The NYDFS has set forth its expectations, replete with examples, for Regulated Organizations to strategically manage climate change-related financial and operational risks and identify necessary actions proportionate to their size, business activities and risk profile.  Such expectations include:

  • Corporate Governance: An organization’s board of directors should establish a risk management framework, including its overall business strategy and risk appetite, which include climate related financial and operational risks, and holding management accountable for implementation. Such framework should be integrated within an organization’s three lines of defense – quality assurance, quality control and internal audit. Recognizing that low and moderate income (“LMI”) communities may be adversely impacted from climate change, the NYDFS expects an organization’s board of directors to direct management to “minimize and affirmatively mitigate disproportionate impacts” which could violate fair lending and other consumer finance laws. On that note, the NYDFS reminds organizations to consider opportunities to mitigate financial risk through financing or investment opportunities which enhance climate resiliency and are eligible for credit under the New York Community Reinvestment Act.
  • Internal Control and Risk Management: Regulated Organizations should also consider and incorporate climate related financial risks when identifying and mitigating all types of risks, including credit, liability, market, legal/compliance risk, and operational and strategic risk. The NYDFS defines financial risks from climate change to include physical risks from more intense weather events as well as transition risks, resulting from “economic and behavior changes driven by policy and regulation, new technology, consumer and investor preferences and changing liability risks.” The NYDFS recognizes that insurance is an important mitigant to climate change risk but cautions that the availability of such insurance in the future is not guaranteed.
  • Data Aggregation and Reporting: Regulated Organizations should establish systems to aggregate data and internally report its efforts to monitor climate related financial risk to facilitate board and senior management decision making.
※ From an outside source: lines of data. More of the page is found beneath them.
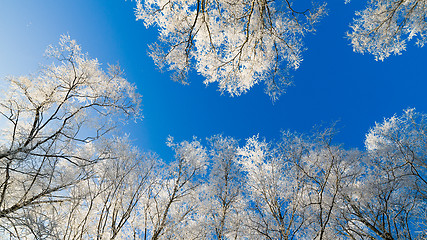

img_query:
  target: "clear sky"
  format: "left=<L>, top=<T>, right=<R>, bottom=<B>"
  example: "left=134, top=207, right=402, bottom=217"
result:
left=1, top=0, right=427, bottom=159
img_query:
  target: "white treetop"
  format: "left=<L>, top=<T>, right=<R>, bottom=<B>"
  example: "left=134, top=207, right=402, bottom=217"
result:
left=135, top=0, right=326, bottom=100
left=0, top=35, right=142, bottom=238
left=348, top=0, right=427, bottom=60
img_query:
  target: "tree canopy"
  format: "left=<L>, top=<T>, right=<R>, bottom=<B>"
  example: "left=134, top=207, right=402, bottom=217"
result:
left=135, top=0, right=427, bottom=99
left=1, top=40, right=426, bottom=238
left=348, top=0, right=427, bottom=61
left=135, top=0, right=326, bottom=100
left=1, top=0, right=427, bottom=239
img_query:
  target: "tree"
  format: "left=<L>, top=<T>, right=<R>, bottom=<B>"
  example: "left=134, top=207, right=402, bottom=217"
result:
left=0, top=35, right=142, bottom=238
left=133, top=135, right=246, bottom=240
left=347, top=0, right=427, bottom=60
left=365, top=108, right=427, bottom=198
left=135, top=0, right=326, bottom=100
left=238, top=134, right=307, bottom=239
left=288, top=130, right=364, bottom=240
left=234, top=119, right=427, bottom=240
left=128, top=137, right=208, bottom=240
left=237, top=129, right=365, bottom=240
left=202, top=135, right=246, bottom=240
left=48, top=137, right=158, bottom=240
left=354, top=108, right=427, bottom=239
left=322, top=109, right=427, bottom=240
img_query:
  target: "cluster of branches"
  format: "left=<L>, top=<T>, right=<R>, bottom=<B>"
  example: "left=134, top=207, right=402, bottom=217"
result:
left=136, top=0, right=326, bottom=101
left=135, top=0, right=427, bottom=99
left=0, top=35, right=144, bottom=239
left=1, top=36, right=426, bottom=239
left=348, top=0, right=427, bottom=61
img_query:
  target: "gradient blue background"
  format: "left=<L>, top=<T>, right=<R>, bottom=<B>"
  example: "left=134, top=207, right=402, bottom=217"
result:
left=1, top=0, right=427, bottom=159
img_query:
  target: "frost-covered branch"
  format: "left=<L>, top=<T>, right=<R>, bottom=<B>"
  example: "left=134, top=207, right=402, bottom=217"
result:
left=348, top=0, right=427, bottom=60
left=135, top=0, right=326, bottom=101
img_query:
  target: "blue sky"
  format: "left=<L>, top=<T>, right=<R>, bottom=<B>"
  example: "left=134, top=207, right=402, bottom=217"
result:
left=1, top=0, right=427, bottom=159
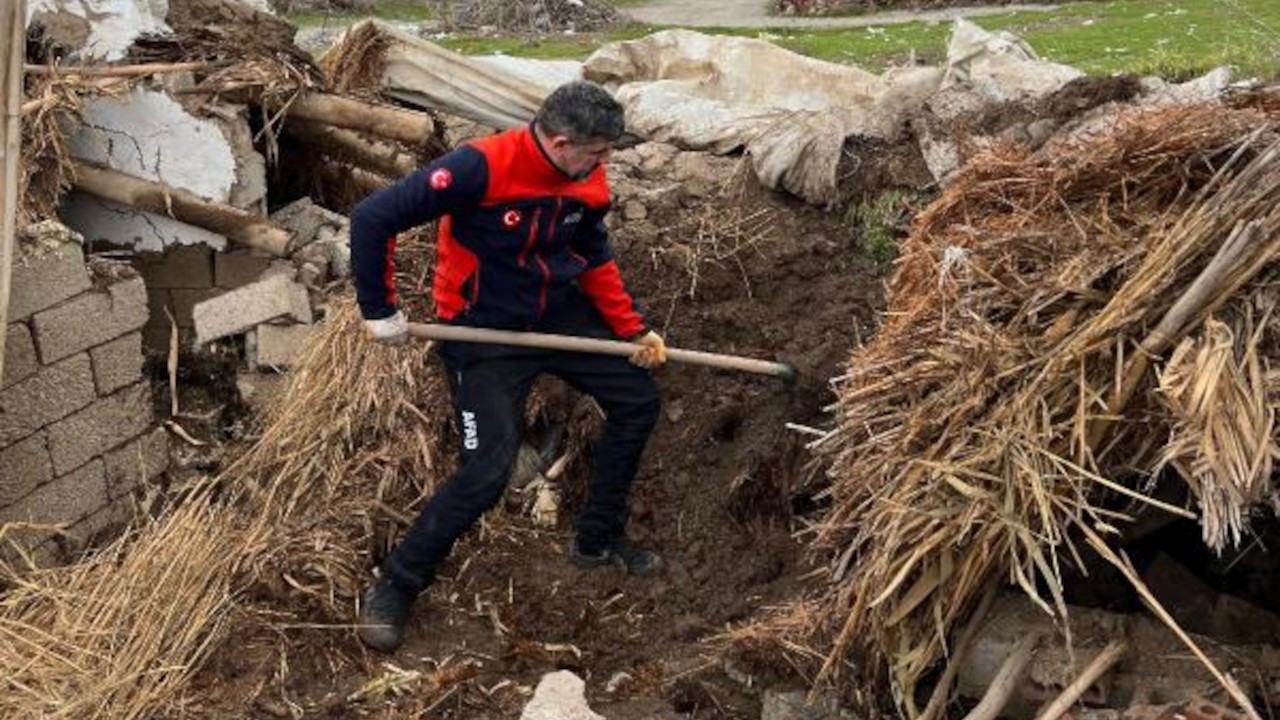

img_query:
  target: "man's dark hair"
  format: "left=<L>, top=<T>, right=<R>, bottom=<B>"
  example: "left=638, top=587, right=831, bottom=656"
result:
left=535, top=80, right=625, bottom=144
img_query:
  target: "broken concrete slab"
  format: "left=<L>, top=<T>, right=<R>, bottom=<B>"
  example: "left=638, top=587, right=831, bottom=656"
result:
left=32, top=276, right=149, bottom=365
left=60, top=87, right=267, bottom=252
left=61, top=192, right=230, bottom=253
left=27, top=0, right=169, bottom=62
left=70, top=88, right=239, bottom=203
left=192, top=274, right=313, bottom=345
left=520, top=671, right=603, bottom=720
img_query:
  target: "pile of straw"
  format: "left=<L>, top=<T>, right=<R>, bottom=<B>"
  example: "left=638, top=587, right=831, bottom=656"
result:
left=744, top=101, right=1280, bottom=714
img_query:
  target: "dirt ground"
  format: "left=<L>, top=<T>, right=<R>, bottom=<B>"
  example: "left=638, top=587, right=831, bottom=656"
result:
left=174, top=147, right=887, bottom=719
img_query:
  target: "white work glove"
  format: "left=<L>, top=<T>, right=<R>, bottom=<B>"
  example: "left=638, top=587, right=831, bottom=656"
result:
left=364, top=310, right=409, bottom=345
left=629, top=330, right=667, bottom=369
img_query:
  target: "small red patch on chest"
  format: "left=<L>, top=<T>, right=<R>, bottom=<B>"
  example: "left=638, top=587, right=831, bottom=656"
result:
left=503, top=210, right=523, bottom=229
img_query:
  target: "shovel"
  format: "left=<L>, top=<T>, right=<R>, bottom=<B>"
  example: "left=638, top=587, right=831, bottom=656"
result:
left=407, top=322, right=796, bottom=381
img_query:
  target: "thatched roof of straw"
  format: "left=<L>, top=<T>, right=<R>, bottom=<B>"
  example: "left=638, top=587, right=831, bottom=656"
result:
left=735, top=100, right=1280, bottom=716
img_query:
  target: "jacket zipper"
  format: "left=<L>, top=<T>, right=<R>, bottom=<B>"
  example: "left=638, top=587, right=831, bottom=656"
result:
left=534, top=199, right=562, bottom=322
left=518, top=208, right=543, bottom=268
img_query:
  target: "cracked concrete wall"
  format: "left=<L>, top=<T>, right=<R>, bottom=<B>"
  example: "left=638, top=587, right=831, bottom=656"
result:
left=28, top=0, right=169, bottom=62
left=60, top=88, right=267, bottom=253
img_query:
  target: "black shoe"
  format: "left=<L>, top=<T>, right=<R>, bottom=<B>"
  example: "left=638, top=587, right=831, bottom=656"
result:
left=569, top=537, right=662, bottom=576
left=357, top=577, right=413, bottom=652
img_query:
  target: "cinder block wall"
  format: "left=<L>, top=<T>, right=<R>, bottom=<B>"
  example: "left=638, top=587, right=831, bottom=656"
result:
left=0, top=223, right=169, bottom=562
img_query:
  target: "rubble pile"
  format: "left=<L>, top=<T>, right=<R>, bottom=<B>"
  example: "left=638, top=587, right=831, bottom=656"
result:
left=455, top=0, right=626, bottom=33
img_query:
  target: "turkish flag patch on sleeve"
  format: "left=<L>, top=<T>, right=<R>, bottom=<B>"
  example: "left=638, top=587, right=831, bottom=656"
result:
left=429, top=168, right=453, bottom=190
Such organizations also should consider developing and implementing climate scenario analyses.

What Do You Need to Do?

The NYDFS stresses that organizations should not let “uncertainty and data gaps justify inaction.” Although the NYDFS has not issued a timeline for implementation of the Guidance or begun incorporating such expectations into examinations (which will be coordinated with the prudential regulators to align with joint supervisory processes), now is the time to begin integrating climate-related financial and operational risks into your company’s organizational structure, business strategies and risk management operations.  This will help you prepare for when your organization is required to respond to the request for information which the NYDFS anticipates sending out later this year.  It is anticipated that the NYDFS will ask for information on the steps your organization has taken or will take within a specified period to manage financial and operational climate-related risks, including government structure, business strategy, risk management, operational resiliency measures, and metrics to measure risks.